Intermediaries are trusted community members, often working in social services or holding leadership positions within their communities. They serve as a natural point of first contact when a legal issue arises, for those who don’t typically have direct access to a lawyer.
The use of intermediaries as an effective means to enhance access to justice was confirmed in the August 2013 CLEO report, Public Legal Education and Information in Ontario Communities: Formats and Delivery Channels. The researchers in that project found that:
Low-income and socially isolated people are most likely to seek out or rely on in-person support from a trusted intermediary, such as community workers, when seeking information and assistance. In Canada, this is particularly true for people who speak non-official languages, Aboriginal peoples, people with low literacy skills, people with disabilities, and others who are low-income and disadvantaged. Moreover, because of cognitive changes that appear to take place when under stress, some research suggests “[o]ne-on-one, individualized information sessions may be the most appropriate way” to initially address legal issues with people in crisis.
They went on to note that:
In a context where legal services remain inaccessible to many Ontarians because of the limited availability of affordable or free legal advice and representation services, support from a trusted intermediary in accessing PLEI and determining how to take action can offer important help. How far this will take the client depends on several factors including the complexity of the legal problem, the resources available to the client, and the skill and confidence level of the client.
The importance of community-based intermediaries was also identified in the Manitoba Bar Association’s 2010 Report and Summary: Town Hall Meetings on Access to Justice and resulted in recommendations to: enhance access to community based advocacy and legal support services; support efforts to enhance cooperation among and coordination of community based-services; and provide training opportunities for community service providers in relation to domestic violence and cultural awareness, in particular.

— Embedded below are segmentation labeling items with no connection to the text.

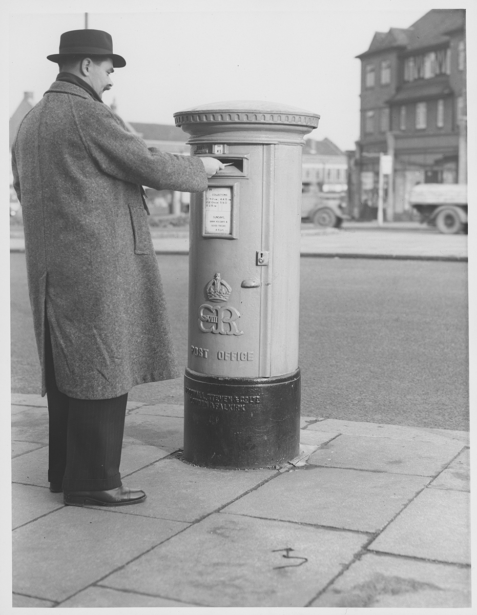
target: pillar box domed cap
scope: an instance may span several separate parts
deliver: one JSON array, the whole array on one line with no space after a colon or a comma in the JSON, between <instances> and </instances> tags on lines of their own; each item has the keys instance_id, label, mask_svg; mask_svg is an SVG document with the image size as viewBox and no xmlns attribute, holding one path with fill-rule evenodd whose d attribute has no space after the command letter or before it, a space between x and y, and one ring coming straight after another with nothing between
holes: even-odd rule
<instances>
[{"instance_id":1,"label":"pillar box domed cap","mask_svg":"<svg viewBox=\"0 0 477 615\"><path fill-rule=\"evenodd\" d=\"M281 124L318 126L320 116L296 107L264 100L227 100L208 103L174 114L176 125L184 124Z\"/></svg>"}]
</instances>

In Manitoba, a number of such training programs, designed to prepare community-based intermediaries to provide para-legal support and legal information, are delivered ongoing. Community Legal Education Association’s Community Legal Intermediary training course provides legal information on a range of topics over the course of a ten-week, 20-hour program and an Advanced Community Legal Intermediary course provides a further 14 hours of training. Community Unemployed Help Centre, in partnership with the Public Interest Law Centre has also been providing training to advocates in poverty law issues specifically.
These training programs are provided largely through volunteer support from practicing lawyers, and as noted by Ms Matthews:
…these training partnerships are of benefit to the legal experts as well as to the community intermediaries. Community workers help the lawyer/ trainer understand the circumstances and legal needs of their clients, which in turn can help lawyers improve the legal services they provide.
Well-trained intermediaries are key to providing broad-based access to justice, serving as a point of first contact to provide basic information, appropriate referrals and to ensure efficient use of more specialized legal resources by potentially reducing the demands upon those resources.